3.0 out of 5 stars Fay's commentary on Plautus' Rudens, 26 Nov 2011
By Eustathios - Published on Amazon.com
This review is from: Rudens (BCP Latin Texts) (Paperback)
This is a review of H.C. Fay's commentary on Plautus' Rudens published by Bristol Classical Press. This commentary seems to be geared towards students who are reading Plautus and possibly Roman Comedy for the first time, so the introductory material is quite basic and elementary. There is however a notable section of the introduction titled "Staging Latin Comedy To-Day" that consists of practical advice about how to put on a performance of Plautus, including a lengthy series of instructions about how to construct a mask from paste-soaked newspaper and a balloon.
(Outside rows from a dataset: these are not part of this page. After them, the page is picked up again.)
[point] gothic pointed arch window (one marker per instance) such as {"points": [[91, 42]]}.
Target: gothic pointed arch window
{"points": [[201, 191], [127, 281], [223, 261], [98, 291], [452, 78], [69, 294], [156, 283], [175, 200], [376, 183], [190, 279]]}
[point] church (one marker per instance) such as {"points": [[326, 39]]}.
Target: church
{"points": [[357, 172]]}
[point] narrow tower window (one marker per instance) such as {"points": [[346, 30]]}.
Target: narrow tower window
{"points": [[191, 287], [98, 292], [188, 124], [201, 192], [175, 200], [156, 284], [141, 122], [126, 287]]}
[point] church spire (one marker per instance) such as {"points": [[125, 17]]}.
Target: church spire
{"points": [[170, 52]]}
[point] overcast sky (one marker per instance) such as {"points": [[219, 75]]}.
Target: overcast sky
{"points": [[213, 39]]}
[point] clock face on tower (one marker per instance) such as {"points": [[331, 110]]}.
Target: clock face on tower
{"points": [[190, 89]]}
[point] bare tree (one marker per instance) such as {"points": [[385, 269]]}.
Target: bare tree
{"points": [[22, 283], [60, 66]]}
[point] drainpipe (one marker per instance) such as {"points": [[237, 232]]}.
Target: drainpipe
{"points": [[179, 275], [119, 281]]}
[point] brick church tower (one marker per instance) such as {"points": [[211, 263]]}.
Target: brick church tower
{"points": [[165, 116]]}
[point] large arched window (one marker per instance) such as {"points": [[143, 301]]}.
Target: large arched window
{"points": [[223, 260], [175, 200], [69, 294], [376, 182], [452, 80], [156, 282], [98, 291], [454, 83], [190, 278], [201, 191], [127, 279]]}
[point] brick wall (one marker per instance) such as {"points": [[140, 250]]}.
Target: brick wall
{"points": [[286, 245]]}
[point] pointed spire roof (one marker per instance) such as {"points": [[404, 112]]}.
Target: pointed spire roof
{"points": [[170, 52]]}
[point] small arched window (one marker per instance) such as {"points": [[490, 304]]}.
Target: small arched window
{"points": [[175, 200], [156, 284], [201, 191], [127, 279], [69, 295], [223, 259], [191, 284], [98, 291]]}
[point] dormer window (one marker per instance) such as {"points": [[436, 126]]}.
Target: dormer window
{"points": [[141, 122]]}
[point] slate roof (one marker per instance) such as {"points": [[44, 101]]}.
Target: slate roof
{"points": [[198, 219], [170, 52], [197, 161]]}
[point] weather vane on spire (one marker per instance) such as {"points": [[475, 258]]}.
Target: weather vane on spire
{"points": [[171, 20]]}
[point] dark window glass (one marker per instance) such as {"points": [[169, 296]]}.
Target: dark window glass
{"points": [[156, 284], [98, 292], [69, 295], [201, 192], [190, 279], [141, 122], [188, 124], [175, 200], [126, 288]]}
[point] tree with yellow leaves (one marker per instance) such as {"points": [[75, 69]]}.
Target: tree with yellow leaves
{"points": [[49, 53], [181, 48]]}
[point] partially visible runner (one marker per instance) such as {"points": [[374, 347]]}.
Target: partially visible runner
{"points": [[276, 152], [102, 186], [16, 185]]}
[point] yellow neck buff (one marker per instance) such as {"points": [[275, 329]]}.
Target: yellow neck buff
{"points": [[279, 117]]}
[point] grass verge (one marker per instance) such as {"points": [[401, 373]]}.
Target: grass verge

There is only very limited discussion of secondary literature anywhere in the commentary.

The book as a whole is 221 pages long, but the commentary only runs to 68 pages. The notes are generally helpful and do a good job of elucidating idioms, colloquialisms, and obscure grammar. Too often, though, the explanations have a very terse and allusive character, and I am not sure that a reader who does not already know Latin quite well would be able to interpret them correctly without additional help and guidance from an instructor or tutor. This book does have one very important redeeming feature, however, and that is that it includes a very well-formulated and comprehensive glossary in the back. So, if one is in the market for an edition of Plautus that could be read easily and efficiently on a bus or airplane, this commentary would work admirably.

Finally, to say something of the play itself, I was ultimately left feeling somewhat disappointed. The play is quite long (just over 1420 lines), and unlike, say, Casina, Mostellaria, or Pseudolus, the humor of it does not, to my taste, work as well in silent reading as it might have done on stage. The plot moves quite slowly, and none of the characters struck me as particularly likeable or interesting with the exception of the fishermen, who are rarely depicted in such detail in ancient literature. The play's most striking feature is its unusual and exotic locale, namely, a North African seashore, but except for the fishermen and the plot device of a shipwreck there is little in the play that one could not also find in some form or other in a normal Athenian setting of one of these comedies.

All that being said, this is a serviceable commentary of a more than decent play, and I do think it would be worth the investment to read Rudens using this edition rather than foregoing a commentary to read it out of the OCT.